Antin is evocative in reconstructing her grade-school mentalité, recalling how she returned to her room “to jump back into bed and play with my paperdolls”—an interest that would carry over into Antin’s adult art—“or read a book or maybe feel myself up.” But her best tales involve the summers teenage Elly spent working at her mother’s Catskill resort, Maud’s Summer-Ray. (Antin doesn’t make much of it, but the place was a kind of landmark, having been founded by the writer and artist Zuni Maud as a spa for Yiddish-speaking leftists and bohemians.) The most haunting story has Elly at the reception desk, trying to figure out what to say to a prospective guest who has phoned to ask if the hotel “accepts Negroes.” However campy, the no-nonsense fury of Stalin’s response suggests that the action Elly took would trouble her adult self: “You have shamed yourself, young woman. You have not behaved like a true communist.”
As an artist, Antin is known for her humorous and discomfiting psychodrama. Her work, she’s said, explores “the transformational nature of the self.” At one point, Antin considered being an actress, dropping out of City College to play Elma the teenage waitress in a road production of Bus Stop; her first videotape, Representational Painting (1971), is a silent thirty-eight-minute take of the half-dressed artist applying makeup while studying her image on a video monitor. Working variously in video, photography, performance, and film, Antin has adopted a number of personae—including a king, a nurse, and, most infamously, Eleanora Antinova, the African American prima ballerina of the Ballets Russes. In a way, she’s as much a personality as an artist.
Volatile, eccentric, often confused, Elly is another Antin role, and Conversations with Stalin is essentially performative. Indeed, Antin previewed the work as a series of gallery readings some months before it was published. Funny as it is, it’s even funnier if one supplies the artist’s stand-up timing and Bronx-inflected delivery: “One afternoon, I was reading The Brothers Karamazov, and idly wondering which brother I’d like to fuck.”

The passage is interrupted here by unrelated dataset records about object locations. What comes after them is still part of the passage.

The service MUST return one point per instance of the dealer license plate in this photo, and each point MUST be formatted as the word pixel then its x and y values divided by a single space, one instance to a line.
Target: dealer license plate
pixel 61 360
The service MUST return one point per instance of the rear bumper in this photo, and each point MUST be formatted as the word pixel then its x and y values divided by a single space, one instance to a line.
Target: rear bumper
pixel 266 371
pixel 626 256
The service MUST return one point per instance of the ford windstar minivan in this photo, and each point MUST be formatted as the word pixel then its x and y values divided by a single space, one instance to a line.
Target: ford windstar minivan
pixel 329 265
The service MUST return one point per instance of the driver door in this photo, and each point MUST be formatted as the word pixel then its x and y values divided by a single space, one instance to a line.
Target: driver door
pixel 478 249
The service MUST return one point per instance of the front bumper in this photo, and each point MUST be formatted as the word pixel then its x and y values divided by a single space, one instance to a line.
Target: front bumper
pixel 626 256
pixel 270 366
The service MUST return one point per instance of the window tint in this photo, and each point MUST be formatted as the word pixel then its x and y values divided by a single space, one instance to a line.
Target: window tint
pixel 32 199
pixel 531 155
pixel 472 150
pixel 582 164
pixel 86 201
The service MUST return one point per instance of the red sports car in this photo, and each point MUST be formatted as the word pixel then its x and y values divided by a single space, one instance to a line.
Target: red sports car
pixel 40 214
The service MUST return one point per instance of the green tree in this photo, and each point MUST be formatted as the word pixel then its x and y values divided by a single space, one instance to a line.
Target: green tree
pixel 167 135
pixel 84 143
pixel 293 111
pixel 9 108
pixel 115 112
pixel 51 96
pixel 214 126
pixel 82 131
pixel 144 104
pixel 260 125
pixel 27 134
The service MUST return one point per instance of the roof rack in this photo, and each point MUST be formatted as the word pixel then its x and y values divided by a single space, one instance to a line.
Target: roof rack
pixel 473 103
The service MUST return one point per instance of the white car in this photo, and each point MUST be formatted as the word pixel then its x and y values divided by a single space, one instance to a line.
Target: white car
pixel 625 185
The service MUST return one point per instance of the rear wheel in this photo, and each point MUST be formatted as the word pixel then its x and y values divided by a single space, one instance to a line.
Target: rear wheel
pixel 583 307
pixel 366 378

Asked to generalize about her “selves” in the interview published in the catalogue of her recent retrospective, “Multiple Occupancy,” Antin cracks that “they’re all losers.” That seems harsh. Elly, like all of the artist’s alter egos, is a thwarted idealist, not unlike the parental figures in Gornick’s romance. Her Stalin is something else. In the end, his composure cracks and the spell breaks. The ogre goes to his grave expressing fear and loathing for his own father, and sets Elly free.
J. Hoberman’s most recent book is Film After Film: Or, What Became of 21st Century Cinema? (Verso, 2012).